Bu dönemde Atalay Filiz, çocukluk arkadaşı Göktuğ Demirarslan ile tekrar yakınlaştı; Göktuğ’un sevgilisi Rus uyruklu Elena Radchikova ile tanıştı. Üçlü arasında karmaşık ve gergin ilişkiler gelişti. Soruşturmalar ve mahkeme tutanakları, özellikle Olga’nın kayboluşu sonrası Filiz ile Göktuğ ve Elena arasında giderek artan gerilimi ve karşılıklı suçlamaları ortaya koydu. Bu gerginlikler, 2013’te Ankara’da Göktuğ ve Elena’nın ölümüyle sonuçlandı. Filiz’in ifadesinde, Göktuğ ve Elena’nın Olga’nın kaybolmasından onu sorumlu tutup kendisine yönelttiği suçlamaların cinayetlere giden yolu açtığı anlatıldı. Böylece Filiz’in çevresindeki ilişkiler, sırlarla ve tehlikelerle dolu karanlık bir ağ halini aldı.

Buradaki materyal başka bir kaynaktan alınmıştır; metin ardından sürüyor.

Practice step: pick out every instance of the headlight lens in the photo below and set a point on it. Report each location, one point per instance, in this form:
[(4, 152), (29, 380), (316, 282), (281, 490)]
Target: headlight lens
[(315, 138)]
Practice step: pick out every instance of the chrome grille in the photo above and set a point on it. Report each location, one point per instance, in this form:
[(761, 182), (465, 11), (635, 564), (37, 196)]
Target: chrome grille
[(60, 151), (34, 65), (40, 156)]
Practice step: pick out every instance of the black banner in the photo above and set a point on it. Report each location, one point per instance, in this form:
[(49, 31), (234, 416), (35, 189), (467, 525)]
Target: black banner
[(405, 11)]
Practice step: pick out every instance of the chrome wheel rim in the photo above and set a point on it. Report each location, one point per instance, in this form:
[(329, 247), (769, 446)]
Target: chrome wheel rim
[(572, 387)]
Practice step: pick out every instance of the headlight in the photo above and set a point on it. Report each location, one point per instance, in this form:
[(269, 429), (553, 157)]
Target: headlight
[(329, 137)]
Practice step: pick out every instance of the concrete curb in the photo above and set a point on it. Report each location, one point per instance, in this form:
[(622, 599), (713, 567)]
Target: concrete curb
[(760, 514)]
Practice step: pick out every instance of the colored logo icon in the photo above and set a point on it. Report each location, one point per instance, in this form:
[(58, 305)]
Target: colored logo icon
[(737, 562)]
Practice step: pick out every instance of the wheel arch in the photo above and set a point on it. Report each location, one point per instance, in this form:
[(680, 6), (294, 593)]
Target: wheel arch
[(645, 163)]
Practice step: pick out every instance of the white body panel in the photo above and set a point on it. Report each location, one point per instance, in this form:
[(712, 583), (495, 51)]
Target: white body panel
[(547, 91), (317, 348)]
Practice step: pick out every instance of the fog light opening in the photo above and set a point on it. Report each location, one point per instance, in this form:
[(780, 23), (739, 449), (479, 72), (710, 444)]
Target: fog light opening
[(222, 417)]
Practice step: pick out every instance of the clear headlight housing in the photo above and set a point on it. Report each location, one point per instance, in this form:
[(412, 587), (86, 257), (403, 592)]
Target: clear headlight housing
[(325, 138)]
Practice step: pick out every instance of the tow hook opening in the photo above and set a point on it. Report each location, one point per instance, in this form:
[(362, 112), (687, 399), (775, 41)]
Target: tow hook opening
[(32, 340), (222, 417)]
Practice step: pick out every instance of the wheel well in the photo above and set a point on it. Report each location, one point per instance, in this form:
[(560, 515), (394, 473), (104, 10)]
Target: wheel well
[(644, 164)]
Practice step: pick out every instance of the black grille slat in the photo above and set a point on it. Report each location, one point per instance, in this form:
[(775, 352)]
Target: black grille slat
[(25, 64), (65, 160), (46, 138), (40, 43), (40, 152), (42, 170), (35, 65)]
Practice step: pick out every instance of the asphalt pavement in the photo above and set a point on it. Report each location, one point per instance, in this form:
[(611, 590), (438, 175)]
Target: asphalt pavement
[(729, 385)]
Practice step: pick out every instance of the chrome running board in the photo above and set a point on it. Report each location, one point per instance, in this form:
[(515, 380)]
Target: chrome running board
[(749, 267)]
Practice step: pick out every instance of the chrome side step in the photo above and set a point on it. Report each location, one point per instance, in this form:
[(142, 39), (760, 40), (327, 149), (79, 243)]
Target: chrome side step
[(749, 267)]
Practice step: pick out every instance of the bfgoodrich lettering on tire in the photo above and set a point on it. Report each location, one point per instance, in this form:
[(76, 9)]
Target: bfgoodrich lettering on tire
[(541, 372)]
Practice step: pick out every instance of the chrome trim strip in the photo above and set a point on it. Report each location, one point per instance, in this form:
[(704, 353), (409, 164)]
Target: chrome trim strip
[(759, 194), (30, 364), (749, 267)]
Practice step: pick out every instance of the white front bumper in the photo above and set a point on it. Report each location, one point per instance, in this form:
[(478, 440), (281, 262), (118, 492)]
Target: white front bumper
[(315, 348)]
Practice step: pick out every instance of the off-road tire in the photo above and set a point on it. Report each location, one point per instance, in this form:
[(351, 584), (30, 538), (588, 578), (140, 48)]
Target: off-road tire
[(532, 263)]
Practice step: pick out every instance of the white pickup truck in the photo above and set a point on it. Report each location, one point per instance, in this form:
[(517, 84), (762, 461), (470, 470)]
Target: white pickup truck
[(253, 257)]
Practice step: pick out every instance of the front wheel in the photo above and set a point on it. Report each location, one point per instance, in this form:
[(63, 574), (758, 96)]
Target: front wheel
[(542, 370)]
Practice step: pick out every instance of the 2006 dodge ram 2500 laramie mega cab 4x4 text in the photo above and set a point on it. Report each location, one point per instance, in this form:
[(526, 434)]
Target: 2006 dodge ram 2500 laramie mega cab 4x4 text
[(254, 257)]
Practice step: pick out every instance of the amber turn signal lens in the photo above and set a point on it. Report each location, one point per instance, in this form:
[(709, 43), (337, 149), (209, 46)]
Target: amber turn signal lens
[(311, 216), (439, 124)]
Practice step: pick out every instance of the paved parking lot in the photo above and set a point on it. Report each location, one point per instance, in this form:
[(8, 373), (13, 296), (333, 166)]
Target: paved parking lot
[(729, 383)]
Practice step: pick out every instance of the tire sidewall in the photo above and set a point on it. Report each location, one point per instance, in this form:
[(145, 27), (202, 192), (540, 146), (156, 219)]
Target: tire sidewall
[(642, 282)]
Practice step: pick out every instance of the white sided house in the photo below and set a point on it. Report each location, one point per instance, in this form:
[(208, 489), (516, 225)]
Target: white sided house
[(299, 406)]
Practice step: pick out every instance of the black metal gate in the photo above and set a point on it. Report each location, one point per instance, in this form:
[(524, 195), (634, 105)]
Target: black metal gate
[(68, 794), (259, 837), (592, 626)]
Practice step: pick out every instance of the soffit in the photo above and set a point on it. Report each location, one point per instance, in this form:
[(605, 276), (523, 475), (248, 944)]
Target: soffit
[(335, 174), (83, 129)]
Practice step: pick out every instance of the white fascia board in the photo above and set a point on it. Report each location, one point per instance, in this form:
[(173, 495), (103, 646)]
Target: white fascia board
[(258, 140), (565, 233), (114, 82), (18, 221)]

Cinayetler ve karanlık sırlar

Muhabbet Kuşuna Benzeyen Seri Ktil Atalay Filiz (1)

Atalay Filiz’in adı ilk kez 16 Eylül 2013’te Ankara’nın Sincan ilçesinde bulunan iki cesetle anıldı: Göktuğ Demirarslan ve Elena Radchikova. Her ikisi de birer kurşun yarasıyla hayatını kaybetmişti. Polis soruşturmasında ortaya çıkan detaylar, Filiz’in bu cinayetleri uzun süredir planladığını ve kurbanların yerini tespit etmek için teknolojik yöntemlere başvurduğunu gösteriyordu. Özel bir cep telefonuyla kurbanların konumunu takip eden Filiz, cinayeti önceden tasarlamıştı. Sorgusunda ise, Göktuğ ve Elena’nın, çocukluk arkadaşı Olga Seregina’nın gizemli kayboluşundan kendisini sorumlu tutarak “Kızı öldürdün mü?” diye kendisini defalarca sorguladıklarını, bu baskıya dayanamadığını ve cinayetleri işlediğini itiraf etti. Bu itiraf, onun sadece soğukkanlı bir katil değil, aynı zamanda derin psikolojik travmalar yaşayan bir birey olduğunu ortaya koydu.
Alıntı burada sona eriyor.